I hope that 2015 is also a year of growth (I suspect that it will be!) and of tackling new challenges.  Despite some of my moaning, groaning and grumbling about lack of fitness, I have committed to another Ironman experience!  My plans in 2015 are Ironman 70.3 St. George and Ironman Boulder!  St. George was a tough choice because it's the same weekend as Wildflower, which will always be near and dear to my heart in terms of triathlon, but after last year's swim, I don't know how the conditions will be better this year (with the continued lack of rain), and Michael, Mr. Sherpa, said that he'd prefer to go to St. George anyway.  The only issue I'm currently experiencing with St. George - mentally at this point - is that it is a harder course than Wildflower.  Gulp.  This means that I need to get in gear, especially on the bike!  The bonus is that it looks like an amazingly beautiful course, so I can't wait for that.

And Ironman Boulder - it was the only 'obvious' choice for different reasons.  Summer plans, for instance, and also for the emotional pull that Boulder has had over the past 9-10 years.  It was my first Ironman experience, at Boulder 70.3 a few years ago, so it will be exciting to tackle the full distance this year.  Plus, we'll be there in June which will give me the chance to train on the course - what a concept!  Even better, I love the idea of seeing friends and family on the day of the event.
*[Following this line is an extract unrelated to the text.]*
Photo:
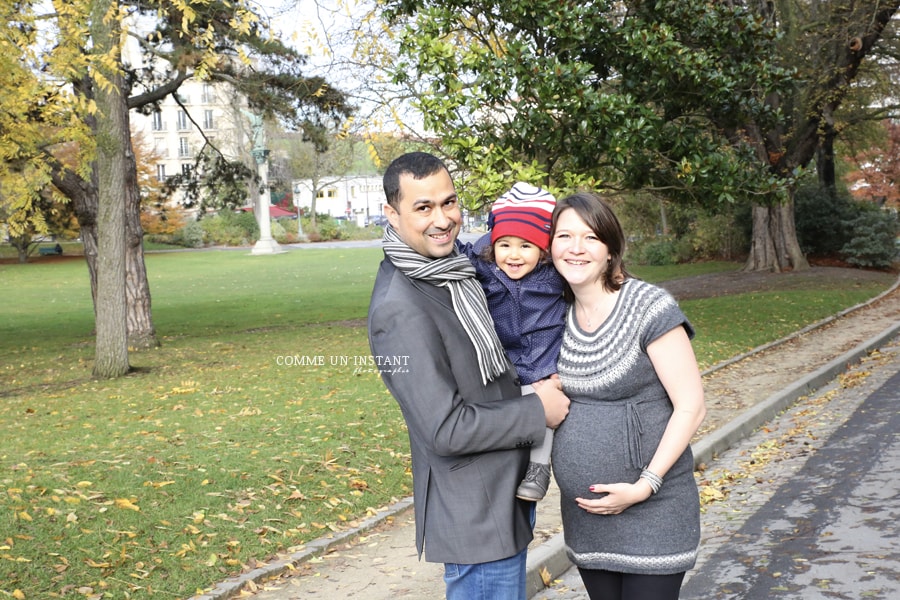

My only issue right now, is that... despite working with the same coach as last year (who is awesome) and despite the long off-season that should have reenergized me, I'm feeling...  Oh, a bit 'off'.  I was so excited to begin to train and to focus on 2015 training, and I still am, but I'm also worried that I bit off more than I can chew this year.  Maybe it's just that I'm nervous about the idea of another Ironman and I'm still waiting for things to come into focus.  I was so excited in July, still riding on the post-Ironman high, that I couldn't wait to sign up for another race, but now I feel somewhat intimidated about fully committing to the training program again - but here it is!

In the meantime, I recognize that I have much to look forward to in 2015 and exciting changes are afoot.  But there are also some scary unknowns (the Rumsfeldian "known unknowns" along with the "unknown unknowns").  I hope that I can embrace all of the experiences, good and difficult, and the changes that come my way in 2015.